Santiago, July 24. Photo: EFE.
Pressured by the recent large protests rejecting the private system of pensions inherited from the Pinochet dictatorship, Chile's President Michelle Bachelet announced on July 26 that her administration would reform the system.
“Citizens reminded us once again that we are facing a huge challenge: to make sure that the pensions are fair and they recognise the dignity and labour efforts of people,” she told reporters.
Huge protests took place in more than 40 cities on July 24. Organisers said more than 150,000 people marched in the capital, Santiago.
Luis Mesina, the spokesperson for No More Funds Administrators of Pensions, the main group that organised the march, said that Chileans had protested to “draw the attention of authorities as they have been so insensitive to such a heartfelt demand”.

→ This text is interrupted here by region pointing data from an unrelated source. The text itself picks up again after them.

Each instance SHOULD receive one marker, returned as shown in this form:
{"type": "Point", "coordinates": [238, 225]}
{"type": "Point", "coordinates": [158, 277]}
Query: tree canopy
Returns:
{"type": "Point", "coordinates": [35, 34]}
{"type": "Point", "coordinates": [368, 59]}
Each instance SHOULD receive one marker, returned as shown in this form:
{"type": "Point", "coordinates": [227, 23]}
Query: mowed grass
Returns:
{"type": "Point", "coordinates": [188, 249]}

In 1980, when Pinochet was in power, Chile was one of the first countries to experiment with privatising social security. It established a model that was later extended to other Latin American countries.
Under this system, Chilean workers are expected to deposit 10% of their monthly wage, plus an administrative fee, in individual bank accounts managed by private funds — so-called Pension Fund Administrators (AFPs). These funds are supposed to be reinvested in the economy.
The final amount of monthly pensions accumulated by workers then depends on the AFPs' return on capital and on the fluctuating stock market.
This system was promoted by the so-called Chicago Boys —economists trained in the United States who implemented Chile's neoliberal economic model during the military government from 1973 to 1990.
Chile's “economic miracle” in the 1980s was allegedly due to this system, but the situation has since changed. Many of the 10 million workers affiliated to this system are not satisfied with the amount of their pension — an average of US$300 per month.
On top of that, their discontent is fed by rumours that hedge funds continue to make profits. According to one report, AFP earnings during the first nine months of last year rose by 71.4%, compared to earnings in 2014.